Thereby, a business associate who has received PHI for synthesis would need to specify the intent and the compliance assurance to generate and evaluate synthetic datasets.

Does HIPAA restrict or regulate synthesized datasets?

By its definition, HIPAA regulates protected health information or individually identifiable information. Such information is concerned with individuals and the potential for disclosure of their identity. However, synthetic data is not real information of any individual. If the data has been synthesized safely then it would not cause the identification of an individual from the real dataset.

Therefore, synthetic data is not subject to regulations of HIPAA rules. It can be freely used for secondary purposes or shared further without any contractual obligations.

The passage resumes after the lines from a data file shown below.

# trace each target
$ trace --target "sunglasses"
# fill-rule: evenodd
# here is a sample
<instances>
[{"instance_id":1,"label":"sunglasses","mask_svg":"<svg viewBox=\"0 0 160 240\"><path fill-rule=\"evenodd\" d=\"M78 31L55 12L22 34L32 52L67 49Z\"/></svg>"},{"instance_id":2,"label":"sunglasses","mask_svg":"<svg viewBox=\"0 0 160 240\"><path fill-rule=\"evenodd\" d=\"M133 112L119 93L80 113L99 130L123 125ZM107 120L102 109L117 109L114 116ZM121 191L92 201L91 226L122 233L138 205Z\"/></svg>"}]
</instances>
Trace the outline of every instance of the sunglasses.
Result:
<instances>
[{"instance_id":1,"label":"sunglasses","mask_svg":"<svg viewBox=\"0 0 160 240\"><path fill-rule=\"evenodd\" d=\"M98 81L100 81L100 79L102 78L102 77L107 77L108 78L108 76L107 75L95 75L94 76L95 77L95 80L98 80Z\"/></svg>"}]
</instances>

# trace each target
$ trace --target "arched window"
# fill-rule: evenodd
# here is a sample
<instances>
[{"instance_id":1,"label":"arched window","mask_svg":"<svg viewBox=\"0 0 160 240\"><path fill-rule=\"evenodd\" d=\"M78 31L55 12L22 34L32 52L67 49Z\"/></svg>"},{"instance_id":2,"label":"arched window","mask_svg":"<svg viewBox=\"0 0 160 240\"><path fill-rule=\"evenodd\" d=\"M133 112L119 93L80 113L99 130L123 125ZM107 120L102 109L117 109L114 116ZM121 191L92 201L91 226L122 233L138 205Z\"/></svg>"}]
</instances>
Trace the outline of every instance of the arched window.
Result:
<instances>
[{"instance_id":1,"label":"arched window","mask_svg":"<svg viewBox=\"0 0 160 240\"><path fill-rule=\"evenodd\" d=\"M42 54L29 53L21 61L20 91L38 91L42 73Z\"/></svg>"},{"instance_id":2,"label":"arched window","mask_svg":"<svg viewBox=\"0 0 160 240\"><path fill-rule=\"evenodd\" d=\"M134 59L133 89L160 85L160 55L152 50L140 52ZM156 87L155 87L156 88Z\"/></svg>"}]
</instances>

Following are the takeaways from the above discussion:

  • The four types of entities that must follow HIPAA Rules are healthcare providers, business associates, healthcare clearinghouses, and health plan providers. These entities must follow HIPAA regulations to protect sensitive individual information.
  • When it comes to the synthesis of protected health information (PHI), HIPAA favors it since disclosure potential is very low from synthesized datasets.
  • Any business associates who are trusted with the synthesis of PHI are bound by contracts to specify the intent for synthesis, HIPAA-compliance assurance, and protection of the PHI.
  • Synthetic data falls outside the scope of HIPAA for secondary purposes and sharing since it is not individually-identifiable information.